The dataset I have selected is a collection of roughly 3,900 anonymous football players with their own football and personal statistics from the year 2022. I chose this topic because I am a big football/soccer fan and have been watching and playing the sport since I was 5 years old. Football and sports in general have had a major impact on my life and when I found a dataset that dealt with football, it not only motivated me to choose the dataset, but create data visualizations to the best of my ability. This dataset contains 3,907 observations and 8 variables. Among those variables, there are 5 categorical variables and 3 quantitative variables. The variables provide information about the player’s nationality, age, their position, the team they play for, and their annual salary. The author of this dataset is Yash. He gathered the data from a video game called Football Manager 2022 (FM22). To explore any information about the game itself, the community, or additional features, feel free to explore this website: https://www.footballmanager.com/
The variables I plan on implementing in my data visualizations include age, appearances (the amount of games they played), and position.
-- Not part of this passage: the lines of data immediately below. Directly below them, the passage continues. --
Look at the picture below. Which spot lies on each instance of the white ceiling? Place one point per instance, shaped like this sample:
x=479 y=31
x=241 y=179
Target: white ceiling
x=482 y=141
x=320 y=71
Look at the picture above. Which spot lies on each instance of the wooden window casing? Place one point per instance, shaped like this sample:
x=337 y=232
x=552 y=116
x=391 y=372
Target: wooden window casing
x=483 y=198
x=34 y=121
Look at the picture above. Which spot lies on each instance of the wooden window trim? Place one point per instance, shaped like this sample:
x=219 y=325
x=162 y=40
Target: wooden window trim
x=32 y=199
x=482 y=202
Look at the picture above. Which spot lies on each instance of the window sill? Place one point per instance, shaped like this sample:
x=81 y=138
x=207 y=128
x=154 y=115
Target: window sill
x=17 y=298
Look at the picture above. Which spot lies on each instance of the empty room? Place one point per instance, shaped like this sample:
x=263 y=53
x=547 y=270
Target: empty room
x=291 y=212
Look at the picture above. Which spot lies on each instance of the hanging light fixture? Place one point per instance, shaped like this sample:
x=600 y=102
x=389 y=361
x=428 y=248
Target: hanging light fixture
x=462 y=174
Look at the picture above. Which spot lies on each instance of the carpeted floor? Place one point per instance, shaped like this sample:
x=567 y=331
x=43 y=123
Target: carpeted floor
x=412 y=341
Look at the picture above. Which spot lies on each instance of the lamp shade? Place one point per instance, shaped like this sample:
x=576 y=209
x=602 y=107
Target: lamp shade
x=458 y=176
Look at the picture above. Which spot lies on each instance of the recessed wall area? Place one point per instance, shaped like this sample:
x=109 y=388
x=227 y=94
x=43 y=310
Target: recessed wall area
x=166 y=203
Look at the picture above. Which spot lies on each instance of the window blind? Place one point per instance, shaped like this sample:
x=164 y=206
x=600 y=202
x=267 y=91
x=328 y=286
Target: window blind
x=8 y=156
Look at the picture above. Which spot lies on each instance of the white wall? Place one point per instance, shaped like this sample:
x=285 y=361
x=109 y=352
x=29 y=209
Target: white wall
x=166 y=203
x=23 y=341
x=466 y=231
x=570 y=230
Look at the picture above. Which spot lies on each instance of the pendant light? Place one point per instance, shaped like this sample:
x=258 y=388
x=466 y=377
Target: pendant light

First, I will filter the dataset for the top 3 football (soccer) leagues in the world. Then, I will look for a correlation between age and appearances using a random sample of 500. Once I find those results, I will analyze the data to determine which player position has the most appearances. In other words, out of the all the players in the top 3 leagues, which position occupies the highest percentage of appearances. Finally, I will create a data visualization showing the locations of football clubs in that European region.
library(tidyverse)
## ── Attaching core tidyverse packages ──────────────────────── tidyverse 2.0.0 ──
## ✔ dplyr 1.1.2 ✔ readr 2.1.4
## ✔ forcats 1.0.0 ✔ stringr 1.5.0
## ✔ ggplot2 3.4.2 ✔ tibble 3.2.1
## ✔ lubridate 1.9.2 ✔ tidyr 1.3.0
## ✔ purrr 1.0.1
## ── Conflicts ────────────────────────────────────────── tidyverse_conflicts() ──
## ✖ dplyr::filter() masks stats::filter()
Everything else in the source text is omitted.